Fundador da Aave afirma que investidor fez transação através de seu smartphone. Imagem: Midjourney.
Um investidor anônimo tentou comprar US$ 50 milhões da criptomoeda Aave (AAVE) usando a stablecoin USDT nesta quinta-feira (12), mas acabou recebendo somente US$ 37 mil em troca.
Stani Kulechov, fundador da Aave, afirma que o usuário realizou a troca através de sua plataforma, mas que um grande aviso de slippage (diferença entre preço esperado e executado) foi visto e confirmado pelo investidor.
Em outras palavras, tudo funcionou como esperado e o erro foi do próprio usuário.
Dados on-chain mostram que o investidor trocou US$ 50,4 milhões em USDT pelo mesmo montante em aEthUSDT, um token que representa um depósito da stablecoin no protocolo Aave.

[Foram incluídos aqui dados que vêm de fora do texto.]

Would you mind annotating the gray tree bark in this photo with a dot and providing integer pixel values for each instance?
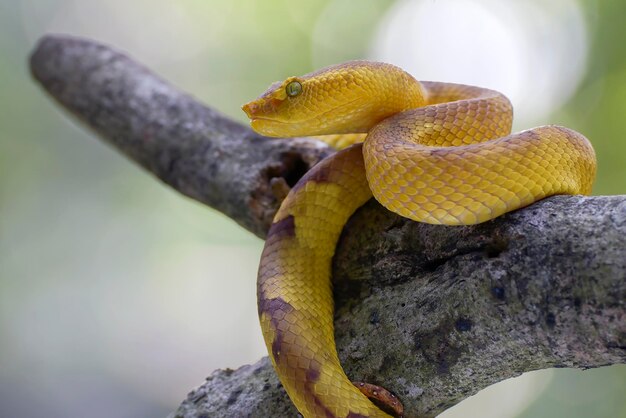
(432, 313)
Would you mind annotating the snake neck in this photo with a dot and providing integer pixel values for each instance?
(348, 98)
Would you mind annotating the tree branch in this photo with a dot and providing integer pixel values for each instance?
(432, 313)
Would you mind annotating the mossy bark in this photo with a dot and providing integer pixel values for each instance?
(432, 313)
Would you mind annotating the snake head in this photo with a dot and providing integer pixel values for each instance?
(346, 98)
(275, 107)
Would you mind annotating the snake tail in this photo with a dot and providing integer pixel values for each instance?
(295, 293)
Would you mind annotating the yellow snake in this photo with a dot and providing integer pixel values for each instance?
(435, 152)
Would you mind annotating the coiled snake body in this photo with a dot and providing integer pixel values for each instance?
(435, 152)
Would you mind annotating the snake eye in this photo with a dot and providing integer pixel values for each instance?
(293, 89)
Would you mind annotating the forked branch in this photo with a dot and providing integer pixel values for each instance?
(432, 313)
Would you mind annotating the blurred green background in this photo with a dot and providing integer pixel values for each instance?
(117, 295)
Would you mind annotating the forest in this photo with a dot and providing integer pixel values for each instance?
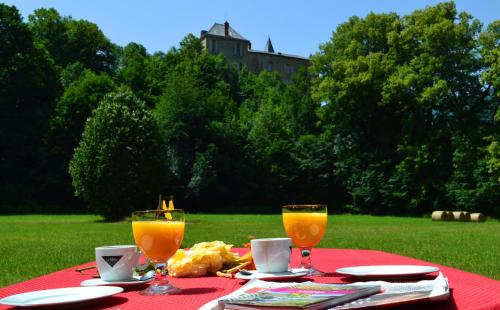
(395, 115)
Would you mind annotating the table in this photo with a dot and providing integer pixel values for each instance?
(468, 290)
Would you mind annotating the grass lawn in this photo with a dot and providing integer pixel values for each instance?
(34, 245)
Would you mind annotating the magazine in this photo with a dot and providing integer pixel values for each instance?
(392, 293)
(396, 294)
(306, 295)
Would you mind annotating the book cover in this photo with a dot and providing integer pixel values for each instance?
(307, 295)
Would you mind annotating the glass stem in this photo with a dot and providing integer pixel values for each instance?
(305, 260)
(161, 274)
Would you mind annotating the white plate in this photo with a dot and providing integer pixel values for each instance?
(291, 274)
(387, 271)
(127, 283)
(60, 296)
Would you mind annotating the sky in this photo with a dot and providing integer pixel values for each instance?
(295, 27)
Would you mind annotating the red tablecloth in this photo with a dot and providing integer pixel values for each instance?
(468, 290)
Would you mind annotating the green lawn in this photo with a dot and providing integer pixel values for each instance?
(34, 245)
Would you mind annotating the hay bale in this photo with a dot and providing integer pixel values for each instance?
(461, 216)
(440, 216)
(477, 217)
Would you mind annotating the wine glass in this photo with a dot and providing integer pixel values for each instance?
(305, 225)
(159, 233)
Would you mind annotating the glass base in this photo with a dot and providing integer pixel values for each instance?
(160, 289)
(311, 271)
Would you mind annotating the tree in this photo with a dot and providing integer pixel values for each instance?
(119, 165)
(67, 123)
(28, 85)
(132, 69)
(398, 92)
(68, 41)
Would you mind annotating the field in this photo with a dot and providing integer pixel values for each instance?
(34, 245)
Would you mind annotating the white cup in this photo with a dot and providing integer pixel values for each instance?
(271, 254)
(116, 262)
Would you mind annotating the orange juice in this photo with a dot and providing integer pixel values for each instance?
(158, 240)
(305, 228)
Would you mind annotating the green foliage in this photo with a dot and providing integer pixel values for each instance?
(119, 166)
(132, 69)
(405, 100)
(394, 116)
(68, 40)
(28, 85)
(68, 119)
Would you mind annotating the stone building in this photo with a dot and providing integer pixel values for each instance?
(222, 38)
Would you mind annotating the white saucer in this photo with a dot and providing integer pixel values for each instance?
(60, 296)
(384, 271)
(291, 274)
(127, 283)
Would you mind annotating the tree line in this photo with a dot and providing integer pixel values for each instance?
(395, 115)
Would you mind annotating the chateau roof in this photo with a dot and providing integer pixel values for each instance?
(218, 30)
(278, 54)
(269, 46)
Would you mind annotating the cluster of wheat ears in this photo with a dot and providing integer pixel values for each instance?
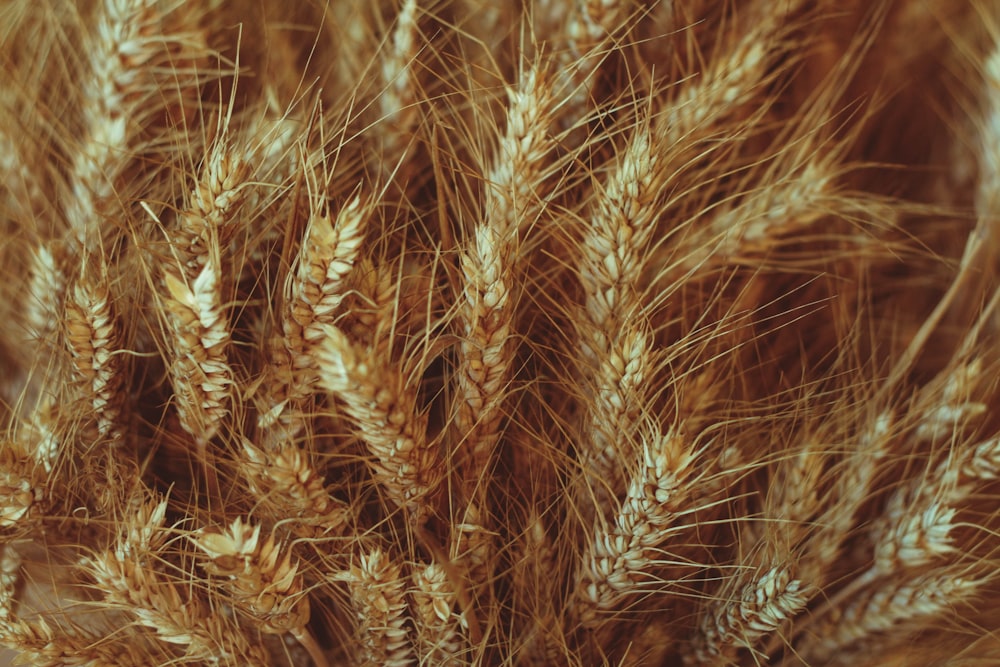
(480, 333)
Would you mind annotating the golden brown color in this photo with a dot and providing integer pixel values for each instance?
(451, 332)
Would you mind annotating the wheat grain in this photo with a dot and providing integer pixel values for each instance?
(896, 603)
(328, 253)
(19, 486)
(200, 372)
(620, 553)
(94, 342)
(126, 578)
(45, 291)
(762, 606)
(542, 333)
(398, 99)
(438, 627)
(511, 194)
(385, 415)
(290, 488)
(379, 598)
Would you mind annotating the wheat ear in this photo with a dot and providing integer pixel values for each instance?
(397, 101)
(621, 552)
(898, 604)
(385, 413)
(126, 577)
(289, 487)
(329, 251)
(199, 336)
(613, 330)
(94, 340)
(511, 204)
(439, 630)
(262, 579)
(758, 608)
(120, 96)
(378, 593)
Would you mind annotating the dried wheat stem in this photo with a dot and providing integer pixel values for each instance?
(615, 345)
(35, 641)
(126, 577)
(262, 580)
(45, 293)
(20, 486)
(94, 340)
(378, 593)
(619, 553)
(536, 588)
(988, 191)
(397, 102)
(290, 488)
(728, 82)
(757, 609)
(852, 488)
(328, 253)
(915, 527)
(894, 604)
(120, 93)
(213, 205)
(512, 191)
(199, 336)
(384, 410)
(438, 627)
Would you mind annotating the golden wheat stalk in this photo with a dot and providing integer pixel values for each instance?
(499, 334)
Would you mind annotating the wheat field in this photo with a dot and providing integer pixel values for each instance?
(456, 332)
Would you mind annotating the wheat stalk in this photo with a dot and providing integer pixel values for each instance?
(498, 334)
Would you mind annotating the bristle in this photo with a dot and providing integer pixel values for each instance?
(421, 332)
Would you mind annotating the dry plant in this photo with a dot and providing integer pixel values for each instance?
(449, 332)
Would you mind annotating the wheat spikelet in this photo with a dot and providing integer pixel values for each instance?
(897, 602)
(93, 339)
(384, 412)
(438, 627)
(499, 334)
(201, 374)
(378, 594)
(761, 607)
(328, 253)
(620, 553)
(289, 487)
(125, 576)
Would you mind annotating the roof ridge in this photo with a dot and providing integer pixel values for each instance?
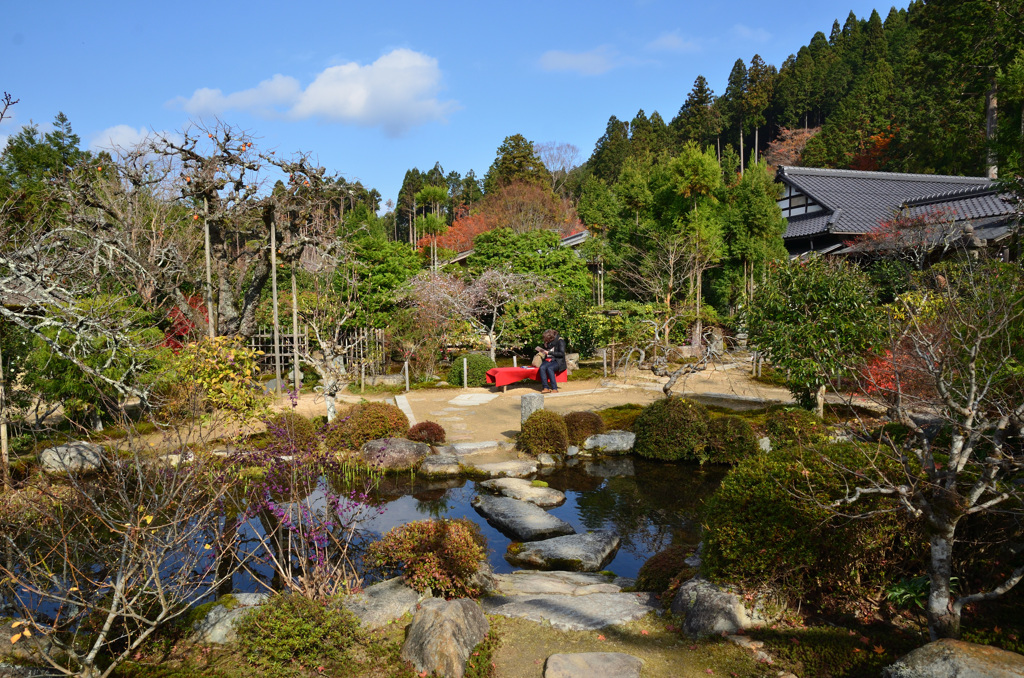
(788, 170)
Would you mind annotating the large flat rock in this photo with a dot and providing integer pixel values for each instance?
(592, 665)
(574, 612)
(587, 553)
(509, 469)
(520, 520)
(524, 491)
(528, 583)
(380, 603)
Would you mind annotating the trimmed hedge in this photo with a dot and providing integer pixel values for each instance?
(366, 422)
(795, 426)
(427, 431)
(672, 429)
(766, 524)
(476, 365)
(581, 425)
(730, 440)
(544, 432)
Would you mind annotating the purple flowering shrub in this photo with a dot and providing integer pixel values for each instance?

Após isso, o investidor trocou essa quantia pela criptomoeda AAVE, mas acabou recebendo somente 327 unidades da moeda, equivalentes a US$ 37 mil.
Nas redes sociais, o fundador da Aave se pronunciou sobre o ocorrido, jogando a culpa inteira para o investidor.
“Dado o tamanho incomumente grande de uma única ordem, a interface da Aave, como a maioria das interfaces de negociação, alertou o usuário sobre slippage extraordinário e exigiu a confirmação por meio de uma caixa de seleção”, iniciou Kulechov.
“O usuário confirmou o aviso em seu dispositivo móvel e prosseguiu com o swap, aceitando o alto slippage, o que acabou resultando no recebimento de apenas 324 AAVE em troca.”
Seguindo, o desenvolvedor afirma que “a transação não poderia prosseguir sem que o usuário aceitasse explicitamente o risco por meio da caixa de confirmação”.
O fundador da Aave explica que erros assim são comuns no setor de DeFi, mas que a escala desta transação foi muito maior do que normalmente se vê.
Explicando que nada pode ser feito, Kulechov disse se solidarizar com o investidor e que já entrou em contato para devolver US$ 600 mil que o protocolo obteve com as taxas de transação.
“A principal lição é que, embora o DeFi deva permanecer aberto e permissionless (sem necessidade de autorização), permitindo que os usuários realizem transações livremente, há salvaguardas adicionais que a indústria pode desenvolver para proteger melhor os usuários. Nossa equipe irá investigar maneiras de aprimorar essas proteções daqui para frente.”
Uma análise feita pelo usuário ‘tobal’ revela que o investidor desastrado acabou recebendo somente 0,07% de seu investimento. A outra parte dos US$ 50 milhões acabou sendo dividida entre diversos players.
A Titan Builder, responsável por montar blocos de transações no Ethereum, acabou ficando com a maior parte, US$ 33,1 milhões. Na sequência, aparecem dois bots MEV identificados como Operadores A e B, que ficaram com US$ 10 milhões e US$ 2,6 milhões, respectivamente.
Provedores de liquidez, o validador do bloco em questão e o protocolo DeFi ficaram com o restante da quantia.